Module Instance

Computation of instance substitutions and generalizations.

Author: Björn Peemöller

Version: April 2015

Summary of exported operations:

instanceOf :: Expr -> Expr -> Bool   
Is the first expression an instance of the second expression?
instanceWith :: Expr -> Expr -> Maybe Subst   
instanceWith e1 e2 tries to compute a substitution sigma such that $e1 = \sigma(e2)$.
msg :: Expr -> Expr -> (Expr,Subst,Subst)   
msg e e' = (g, sigma, theta) returns the most specific generalization g of e and e' and the substitutions sigma and theta, such that $e = \sigma(g)$, and $e' = \theta(g)$.

Exported operations:

instanceOf :: Expr -> Expr -> Bool   

Is the first expression an instance of the second expression?

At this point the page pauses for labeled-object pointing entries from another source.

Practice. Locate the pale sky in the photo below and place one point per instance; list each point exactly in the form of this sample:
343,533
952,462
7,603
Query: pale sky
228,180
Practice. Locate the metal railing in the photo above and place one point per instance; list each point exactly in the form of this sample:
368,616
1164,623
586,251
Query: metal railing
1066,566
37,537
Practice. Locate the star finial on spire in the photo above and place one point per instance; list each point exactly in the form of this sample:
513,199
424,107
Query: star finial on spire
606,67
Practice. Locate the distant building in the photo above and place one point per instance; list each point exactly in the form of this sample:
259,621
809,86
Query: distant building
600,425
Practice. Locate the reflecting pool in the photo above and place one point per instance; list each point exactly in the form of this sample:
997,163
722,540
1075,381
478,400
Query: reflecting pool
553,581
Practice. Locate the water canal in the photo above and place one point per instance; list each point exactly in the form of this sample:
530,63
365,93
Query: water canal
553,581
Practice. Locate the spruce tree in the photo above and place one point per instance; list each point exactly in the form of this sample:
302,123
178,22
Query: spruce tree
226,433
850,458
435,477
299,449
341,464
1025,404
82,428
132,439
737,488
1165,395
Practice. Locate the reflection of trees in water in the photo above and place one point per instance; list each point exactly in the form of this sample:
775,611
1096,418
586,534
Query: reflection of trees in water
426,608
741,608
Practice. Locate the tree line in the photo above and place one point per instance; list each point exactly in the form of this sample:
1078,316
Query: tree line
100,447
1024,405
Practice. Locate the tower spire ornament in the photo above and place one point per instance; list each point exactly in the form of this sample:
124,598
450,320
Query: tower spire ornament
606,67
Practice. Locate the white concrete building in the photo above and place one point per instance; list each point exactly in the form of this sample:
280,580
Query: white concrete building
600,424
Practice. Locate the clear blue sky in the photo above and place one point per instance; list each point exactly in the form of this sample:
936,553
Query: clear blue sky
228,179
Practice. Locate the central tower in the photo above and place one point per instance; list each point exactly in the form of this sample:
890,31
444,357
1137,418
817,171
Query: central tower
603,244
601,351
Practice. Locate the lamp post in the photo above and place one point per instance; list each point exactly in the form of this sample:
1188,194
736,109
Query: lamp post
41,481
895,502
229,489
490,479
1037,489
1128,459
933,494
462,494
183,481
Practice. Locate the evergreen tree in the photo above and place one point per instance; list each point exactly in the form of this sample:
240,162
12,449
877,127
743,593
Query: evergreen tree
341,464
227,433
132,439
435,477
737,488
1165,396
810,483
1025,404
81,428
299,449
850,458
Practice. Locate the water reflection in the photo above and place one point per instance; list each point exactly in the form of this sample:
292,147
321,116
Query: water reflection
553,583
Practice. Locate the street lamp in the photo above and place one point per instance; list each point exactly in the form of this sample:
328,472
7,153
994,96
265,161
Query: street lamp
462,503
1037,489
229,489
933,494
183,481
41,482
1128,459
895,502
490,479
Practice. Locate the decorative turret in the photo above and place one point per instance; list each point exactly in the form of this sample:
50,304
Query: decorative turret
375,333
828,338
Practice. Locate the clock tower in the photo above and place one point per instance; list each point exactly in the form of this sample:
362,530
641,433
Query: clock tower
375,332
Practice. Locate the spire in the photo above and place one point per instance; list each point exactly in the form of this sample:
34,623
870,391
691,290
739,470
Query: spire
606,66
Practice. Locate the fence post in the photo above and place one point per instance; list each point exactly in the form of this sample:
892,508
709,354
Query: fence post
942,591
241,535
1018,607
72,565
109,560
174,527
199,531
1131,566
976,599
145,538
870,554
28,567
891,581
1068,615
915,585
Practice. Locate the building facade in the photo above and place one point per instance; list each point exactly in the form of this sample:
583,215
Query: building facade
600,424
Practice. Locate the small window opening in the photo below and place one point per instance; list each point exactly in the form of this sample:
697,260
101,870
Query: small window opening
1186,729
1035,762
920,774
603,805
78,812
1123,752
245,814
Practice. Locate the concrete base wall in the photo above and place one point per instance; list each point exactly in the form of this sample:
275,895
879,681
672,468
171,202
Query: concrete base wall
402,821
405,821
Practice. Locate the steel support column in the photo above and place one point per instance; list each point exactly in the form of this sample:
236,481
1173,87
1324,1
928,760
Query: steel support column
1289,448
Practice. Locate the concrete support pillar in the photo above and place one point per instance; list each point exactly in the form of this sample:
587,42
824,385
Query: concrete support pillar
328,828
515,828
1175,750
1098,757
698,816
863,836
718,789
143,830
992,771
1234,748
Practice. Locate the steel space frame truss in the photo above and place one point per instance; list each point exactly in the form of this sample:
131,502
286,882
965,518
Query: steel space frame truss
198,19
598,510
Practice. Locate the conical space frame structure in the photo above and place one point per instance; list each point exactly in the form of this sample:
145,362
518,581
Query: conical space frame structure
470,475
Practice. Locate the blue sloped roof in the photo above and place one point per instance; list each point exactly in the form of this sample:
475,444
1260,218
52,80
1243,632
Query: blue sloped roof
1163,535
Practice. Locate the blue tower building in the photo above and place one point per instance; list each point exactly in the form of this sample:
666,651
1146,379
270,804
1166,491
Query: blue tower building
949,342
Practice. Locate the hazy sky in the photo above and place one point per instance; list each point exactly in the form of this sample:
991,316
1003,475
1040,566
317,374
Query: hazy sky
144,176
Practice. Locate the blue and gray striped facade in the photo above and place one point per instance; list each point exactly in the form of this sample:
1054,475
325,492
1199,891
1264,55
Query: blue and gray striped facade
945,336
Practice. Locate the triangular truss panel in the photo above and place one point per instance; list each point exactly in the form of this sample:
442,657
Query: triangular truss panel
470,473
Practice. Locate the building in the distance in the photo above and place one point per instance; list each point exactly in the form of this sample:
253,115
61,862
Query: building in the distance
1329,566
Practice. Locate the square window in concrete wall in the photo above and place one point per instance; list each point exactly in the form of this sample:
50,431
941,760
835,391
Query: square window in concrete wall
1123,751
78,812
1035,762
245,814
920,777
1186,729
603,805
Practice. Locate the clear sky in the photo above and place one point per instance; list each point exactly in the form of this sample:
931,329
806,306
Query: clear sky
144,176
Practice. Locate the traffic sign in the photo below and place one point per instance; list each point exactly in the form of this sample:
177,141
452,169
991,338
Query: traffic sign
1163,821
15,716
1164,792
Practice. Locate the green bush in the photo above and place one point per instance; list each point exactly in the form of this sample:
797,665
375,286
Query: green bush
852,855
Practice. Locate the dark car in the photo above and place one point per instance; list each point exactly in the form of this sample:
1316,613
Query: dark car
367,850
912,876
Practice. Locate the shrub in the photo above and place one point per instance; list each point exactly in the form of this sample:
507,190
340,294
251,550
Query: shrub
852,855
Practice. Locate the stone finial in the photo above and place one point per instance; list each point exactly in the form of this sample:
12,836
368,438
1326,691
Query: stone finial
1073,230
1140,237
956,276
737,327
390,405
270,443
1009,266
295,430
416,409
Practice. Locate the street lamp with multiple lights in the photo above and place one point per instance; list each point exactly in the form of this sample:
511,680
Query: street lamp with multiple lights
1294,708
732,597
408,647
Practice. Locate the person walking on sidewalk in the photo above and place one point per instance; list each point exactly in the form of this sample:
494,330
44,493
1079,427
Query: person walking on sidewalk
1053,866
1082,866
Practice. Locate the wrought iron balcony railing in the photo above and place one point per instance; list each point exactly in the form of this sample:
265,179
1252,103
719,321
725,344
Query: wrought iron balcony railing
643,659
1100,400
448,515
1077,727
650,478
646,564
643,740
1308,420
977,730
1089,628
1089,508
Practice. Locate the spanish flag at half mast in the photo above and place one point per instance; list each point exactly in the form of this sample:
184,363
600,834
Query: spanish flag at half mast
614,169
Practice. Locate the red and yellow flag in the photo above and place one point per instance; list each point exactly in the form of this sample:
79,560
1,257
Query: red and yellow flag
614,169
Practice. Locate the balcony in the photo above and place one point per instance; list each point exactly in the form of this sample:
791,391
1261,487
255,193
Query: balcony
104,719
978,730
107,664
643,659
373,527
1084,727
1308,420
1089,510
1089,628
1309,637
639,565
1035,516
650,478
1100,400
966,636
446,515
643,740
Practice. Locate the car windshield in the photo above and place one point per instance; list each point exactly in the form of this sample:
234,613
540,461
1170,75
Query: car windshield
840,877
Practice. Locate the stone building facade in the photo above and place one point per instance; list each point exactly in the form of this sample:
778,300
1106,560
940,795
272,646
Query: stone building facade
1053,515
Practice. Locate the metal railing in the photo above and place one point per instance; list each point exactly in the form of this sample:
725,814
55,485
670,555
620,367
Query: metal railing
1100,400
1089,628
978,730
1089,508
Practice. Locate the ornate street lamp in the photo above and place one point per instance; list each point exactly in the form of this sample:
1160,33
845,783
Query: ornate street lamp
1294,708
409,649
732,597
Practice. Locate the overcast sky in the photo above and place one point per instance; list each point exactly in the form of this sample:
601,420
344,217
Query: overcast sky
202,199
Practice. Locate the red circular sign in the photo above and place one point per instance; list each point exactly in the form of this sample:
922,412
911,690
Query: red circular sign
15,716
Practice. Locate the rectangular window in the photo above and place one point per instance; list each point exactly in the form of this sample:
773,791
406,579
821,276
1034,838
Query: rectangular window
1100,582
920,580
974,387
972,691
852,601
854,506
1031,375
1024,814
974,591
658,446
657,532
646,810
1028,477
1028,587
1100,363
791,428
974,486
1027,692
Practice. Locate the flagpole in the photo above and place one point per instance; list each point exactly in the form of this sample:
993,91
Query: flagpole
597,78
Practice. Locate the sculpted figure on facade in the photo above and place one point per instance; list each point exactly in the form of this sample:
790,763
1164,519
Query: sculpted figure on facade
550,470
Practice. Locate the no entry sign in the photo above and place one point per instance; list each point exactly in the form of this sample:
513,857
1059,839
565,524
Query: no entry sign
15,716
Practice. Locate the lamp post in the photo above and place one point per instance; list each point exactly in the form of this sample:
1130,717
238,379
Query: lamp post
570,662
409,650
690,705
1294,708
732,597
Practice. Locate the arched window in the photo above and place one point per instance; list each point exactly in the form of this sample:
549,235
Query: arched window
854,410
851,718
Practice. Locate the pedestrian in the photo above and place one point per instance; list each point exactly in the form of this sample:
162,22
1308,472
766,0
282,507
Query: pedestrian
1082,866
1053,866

instanceWith :: Expr -> Expr -> Maybe Subst   

instanceWith e1 e2 tries to compute a substitution sigma such that $e1 = \sigma(e2)$. If e1 is an instance of e2, the function returns Just sigma, if not then Nothing is returned.

Note that instance requires the expressions to share the same structure, i.e., no normalization is considered.

msg :: Expr -> Expr -> (Expr,Subst,Subst)   

msg e e' = (g, sigma, theta) returns the most specific generalization g of e and e' and the substitutions sigma and theta, such that $e = \sigma(g)$, and $e' = \theta(g)$. A generalizer of two terms $e1$, $e2$ is a term $e$, such that $\sigma(e) = e1$ and $theta(e) = e2$ ($e$ generalizes $e1$ and $e2$). Furthermore, there is no other generalization $e'$ of $e1$ and $e2$, such that $e' \neq e$ and $\tau(e) = e'$ ($e$ is most specific). We do not rename the msg because otherwise the substitution may refer to variables locally introduced in the msg.